(Reuters) – The Federal Reserve must supplement traditional government data and readings from financial markets with real-time, on-the-ground observations of economic conditions if it is to make good policy, Chicago Fed President Austan Goolsbee said on Tuesday.
“This is especially true when things are as strange and up in the air as they have been through much of the pandemic times,” Goolsbee said in the text of his first public remarks since taking over as head of the Fed regional bank on Dec. 1 from Charles Evans.
“It is a danger and a mistake for policymakers to rely too heavily on market reactions” like stock and bond market gyrations that “tell us which way the markets want the Fed to move,” he said.
Financial markets increasingly are pricing in expectations that the U.S. central bank will raise its benchmark overnight interest rate in coming months to a 5.25%-5.50% range, from the current 4.50%-4.75% range, as it seeks to curb stubbornly high inflation.
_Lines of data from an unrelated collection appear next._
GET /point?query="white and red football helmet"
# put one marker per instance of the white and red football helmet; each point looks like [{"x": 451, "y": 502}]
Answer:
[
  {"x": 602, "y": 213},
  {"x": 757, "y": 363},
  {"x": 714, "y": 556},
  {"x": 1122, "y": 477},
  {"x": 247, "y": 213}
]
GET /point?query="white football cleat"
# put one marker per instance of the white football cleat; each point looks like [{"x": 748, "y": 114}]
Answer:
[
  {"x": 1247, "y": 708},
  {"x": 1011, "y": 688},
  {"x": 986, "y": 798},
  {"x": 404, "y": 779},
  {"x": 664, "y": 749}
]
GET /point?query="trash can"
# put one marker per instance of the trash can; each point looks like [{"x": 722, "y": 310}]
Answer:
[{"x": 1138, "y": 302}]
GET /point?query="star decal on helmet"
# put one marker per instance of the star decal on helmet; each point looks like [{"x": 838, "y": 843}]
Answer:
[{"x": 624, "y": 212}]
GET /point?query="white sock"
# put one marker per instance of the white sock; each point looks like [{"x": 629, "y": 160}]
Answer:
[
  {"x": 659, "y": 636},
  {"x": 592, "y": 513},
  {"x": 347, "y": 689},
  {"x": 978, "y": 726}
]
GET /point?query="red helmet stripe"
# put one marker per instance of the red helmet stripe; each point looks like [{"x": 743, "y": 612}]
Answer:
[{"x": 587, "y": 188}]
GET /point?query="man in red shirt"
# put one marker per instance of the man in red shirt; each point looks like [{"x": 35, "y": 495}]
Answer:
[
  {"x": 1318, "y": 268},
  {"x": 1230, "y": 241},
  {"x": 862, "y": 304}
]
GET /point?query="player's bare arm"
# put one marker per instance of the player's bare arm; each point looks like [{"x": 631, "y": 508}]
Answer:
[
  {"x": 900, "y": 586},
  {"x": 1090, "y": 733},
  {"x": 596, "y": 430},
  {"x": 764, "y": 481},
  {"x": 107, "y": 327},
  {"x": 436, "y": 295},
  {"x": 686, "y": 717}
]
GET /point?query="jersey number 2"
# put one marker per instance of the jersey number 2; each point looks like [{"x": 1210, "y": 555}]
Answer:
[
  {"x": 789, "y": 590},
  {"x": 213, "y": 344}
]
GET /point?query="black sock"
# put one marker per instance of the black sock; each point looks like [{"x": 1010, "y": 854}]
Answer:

That’s slightly higher than where Fed policymakers in December signaled they would need to take the policy rate.
Fed policymakers will provide updated projections on the rate path and economy at the end of their March 21-22 meeting.
Goolsbee was speaking to the Ivy Tech Community College in Goshen, Indiana. Earlier on Tuesday, he visited the operations of Indiana-based RV manufacturer Jayco.
Fed Chair Jerome Powell earlier this month said one of the U.S. central bank’s most important resources is the “haul” of information on local economies and communities gleaned from regional Fed banks like the one that Goolsbee now heads.